Keysight sees Spirent’s business as highly attractive and aligned with Keysight’s long-term software-centric solutions strategy. Keysight believes there is strategic synergy between the two businesses, and that the parties’ respective complementary products will help customers address their complex engineering challenges. Keysight’s formal bid came just weeks after Chandler, AZ-based test equipment competitor, Viavi Solutions (NASDAQ: VIAV), offered roughly $2.25 a share.
Spirent’s board of directors intend to unanimously recommend Keysight’s offer which is conditional on the approval of the majority of Spirent shareholders and regulatory agencies.
Keysight and Spirent are both focused on enabling secular technology megatrends such as mobile data, AR/VR and AI across key end-markets, including wireline and wireless communications, aerospace and defense, and enterprise sectors. With Spirent’s offerings, Keysight hopes to expand its serviceable addressable market opportunities by $1.5 billion.
For its FY2023, ending October 31, Keysight reported global revenues of $5.5 billion, up one percent year-over-year.
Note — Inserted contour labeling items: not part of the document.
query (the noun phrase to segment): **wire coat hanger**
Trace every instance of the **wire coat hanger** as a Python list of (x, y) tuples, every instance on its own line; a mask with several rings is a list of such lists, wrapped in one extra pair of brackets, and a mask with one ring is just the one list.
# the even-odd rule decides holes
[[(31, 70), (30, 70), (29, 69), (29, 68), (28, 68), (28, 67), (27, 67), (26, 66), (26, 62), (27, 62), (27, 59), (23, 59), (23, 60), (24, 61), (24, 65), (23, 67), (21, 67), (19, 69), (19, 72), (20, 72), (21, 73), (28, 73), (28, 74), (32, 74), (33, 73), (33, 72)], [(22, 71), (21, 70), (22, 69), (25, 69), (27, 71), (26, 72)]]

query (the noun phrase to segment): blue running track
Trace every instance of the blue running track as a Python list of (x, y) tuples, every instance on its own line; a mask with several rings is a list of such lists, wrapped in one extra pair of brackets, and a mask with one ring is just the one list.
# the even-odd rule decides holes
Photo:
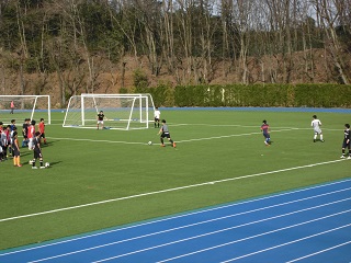
[(351, 179), (0, 252), (0, 262), (351, 262)]

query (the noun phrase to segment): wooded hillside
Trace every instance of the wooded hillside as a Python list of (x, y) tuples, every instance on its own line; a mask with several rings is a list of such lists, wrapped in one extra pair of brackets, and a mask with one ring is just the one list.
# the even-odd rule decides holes
[[(350, 84), (350, 0), (2, 0), (0, 92)], [(55, 100), (56, 98), (56, 100)]]

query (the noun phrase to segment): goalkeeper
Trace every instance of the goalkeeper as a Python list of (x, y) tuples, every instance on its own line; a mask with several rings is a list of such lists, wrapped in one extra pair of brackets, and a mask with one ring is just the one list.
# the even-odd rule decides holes
[(176, 148), (176, 142), (171, 139), (171, 135), (168, 129), (168, 125), (166, 124), (166, 119), (162, 119), (162, 126), (160, 128), (160, 132), (158, 135), (161, 134), (160, 140), (161, 140), (161, 147), (165, 147), (165, 141), (163, 139), (167, 138), (169, 142), (172, 144), (172, 146)]
[(103, 129), (104, 117), (105, 117), (105, 115), (103, 114), (103, 111), (100, 111), (100, 113), (98, 114), (98, 129), (99, 129), (100, 125), (101, 125), (101, 128)]

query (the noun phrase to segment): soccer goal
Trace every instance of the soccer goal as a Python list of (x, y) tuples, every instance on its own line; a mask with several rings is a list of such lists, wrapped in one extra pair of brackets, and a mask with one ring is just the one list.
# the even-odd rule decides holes
[[(13, 104), (13, 107), (11, 107)], [(35, 119), (37, 123), (41, 118), (45, 124), (52, 123), (52, 108), (49, 95), (0, 95), (0, 114), (1, 122), (10, 124), (15, 119), (21, 124), (25, 118)]]
[(150, 94), (83, 93), (69, 99), (63, 127), (97, 128), (100, 111), (106, 129), (143, 129), (154, 122), (155, 105)]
Of that total, its Commercial Communications segment came in at $2.4 billion or 46 percent of the total, down seven percent YoY, reflecting the slower demand in telecom markets.
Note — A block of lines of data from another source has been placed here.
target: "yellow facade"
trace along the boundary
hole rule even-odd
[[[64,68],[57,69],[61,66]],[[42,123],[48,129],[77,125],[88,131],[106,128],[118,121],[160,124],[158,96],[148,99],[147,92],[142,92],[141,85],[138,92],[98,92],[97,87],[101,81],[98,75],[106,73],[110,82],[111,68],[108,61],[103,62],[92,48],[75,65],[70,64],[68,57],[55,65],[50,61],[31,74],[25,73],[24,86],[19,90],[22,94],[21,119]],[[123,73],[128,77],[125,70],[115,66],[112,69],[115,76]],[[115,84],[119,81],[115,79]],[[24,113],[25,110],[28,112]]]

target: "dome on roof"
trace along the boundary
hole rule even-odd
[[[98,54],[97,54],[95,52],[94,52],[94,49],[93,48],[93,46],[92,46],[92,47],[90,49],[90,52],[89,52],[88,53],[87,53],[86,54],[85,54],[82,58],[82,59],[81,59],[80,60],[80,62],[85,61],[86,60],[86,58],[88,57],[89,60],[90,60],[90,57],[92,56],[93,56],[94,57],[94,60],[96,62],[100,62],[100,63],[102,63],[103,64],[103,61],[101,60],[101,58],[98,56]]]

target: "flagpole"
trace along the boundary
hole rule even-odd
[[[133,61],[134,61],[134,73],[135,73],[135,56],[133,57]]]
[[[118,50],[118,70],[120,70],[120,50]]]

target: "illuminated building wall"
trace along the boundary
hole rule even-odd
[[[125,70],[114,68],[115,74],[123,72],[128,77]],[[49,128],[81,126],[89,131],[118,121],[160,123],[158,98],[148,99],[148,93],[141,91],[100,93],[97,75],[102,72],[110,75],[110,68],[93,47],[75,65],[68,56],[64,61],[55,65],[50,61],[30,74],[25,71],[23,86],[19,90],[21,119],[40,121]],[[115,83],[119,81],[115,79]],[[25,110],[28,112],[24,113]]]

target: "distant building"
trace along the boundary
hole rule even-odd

By comparison, Spirent’s 2023 revenues for the year ending December 31, 2023 were $474 million, down 22 percent from $608 million in 2022. Spirent’s Network & Security segment, which accounted for 58 percent of the total, recorded revenue of $275 million, down 20 percent YoY.
Keysight says the acquisition meets its strategic and financial M&A criteria. Post integration, Keysight expects Spirent to be accretive to Keysight’s gross and operating margins.
“Spirent has a differentiated portfolio, which is a strong fit for Keysight. Both companies share a common focus on empowering and accelerating high-value solutions for customers,” comments Satish Dhanasekaran, Keysight President & CEO. “In Keysight, Spirent will join a platform of significant customer scale with the capacity to provide the necessary capital and resources to help Spirent grow and accelerate the delivery of its strategic vision. Keysight’s long-term customer relationships, industry expertise and global reach will help Spirent drive product development and execute on its full potential.”